Mohammad Tajsar, an attorney with the ACLU of Southern California, told the judge that agents cannot solely use a person’s workplace, their location or the particular work they’re doing as reason to stop people.
Tajsar added that it was because of the government’s “misunderstanding of the law” that they’d made so many stop of U.S. citizens, including Brian Gavidia, a named plaintiff who was detained by Border Patrol agents outside of a tow yard in Montebello.
Tajsar said Gavidia, who was present in the courtroom during the hearing, was stopped “for no other reason than the fact that he’s Latino and was working at a tow yard” in a predominantly Latino area.
“Because of this fundamental misunderstanding of the law from the government, we have seen so many unconstitutional and unlawful arrests,” Tajsar said.
Tajsar also pushed back on the government saying they didn’t have enough time, stating that “they had time and they have all the evidence.”
This week the city and county of Los Angeles — along with Pasadena, Montebello, Monterey Park, Santa Monica, Culver City, Pico Rivera and West Hollywood — sought to join the suit.
In their court filing, the cities and the county countered the raids haven’t actually been about immigration enforcement, but instead are politically driven “to make an example” of the region for “implementing policies that President Donald J. Trump dislikes.”
They cited Trump’s post on his social media platform where he calls on immigration officials to do “all in their power” to achieve “the single largest Mass Deportation Program in History” by expanding efforts to detain and deport people in Los Angeles and other cities that are “the core of Democrat power.”
U.S. Department of Justice attorneys argued the detentions were legal, and any injunction could not be applied broadly.
“The government has a legitimate and significant interest in ensuring that immigration laws are enforced, and any limitation would severely infringe on the President’s Article II authority,” government lawyers wrote.
Since the operation began on June 6, immigration agents have arrested nearly 2,700 undocumented individuals, according to data released by DHS on Tuesday.
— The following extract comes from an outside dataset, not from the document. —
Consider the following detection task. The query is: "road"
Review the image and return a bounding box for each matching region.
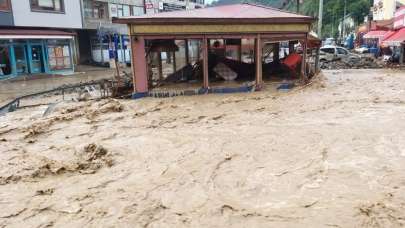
[0,70,405,227]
The widespread arrests have paralyzed parts of the city where high numbers of immigrants work, such as the Flower District downtown.
The cities argued the “unlawful raids” are preventing them from performing critical law enforcement functions as they “divert limited resources to determine whether armed individuals exiting unmarked vehicles are masked, unidentified federal agents — or masked, unidentified criminals.”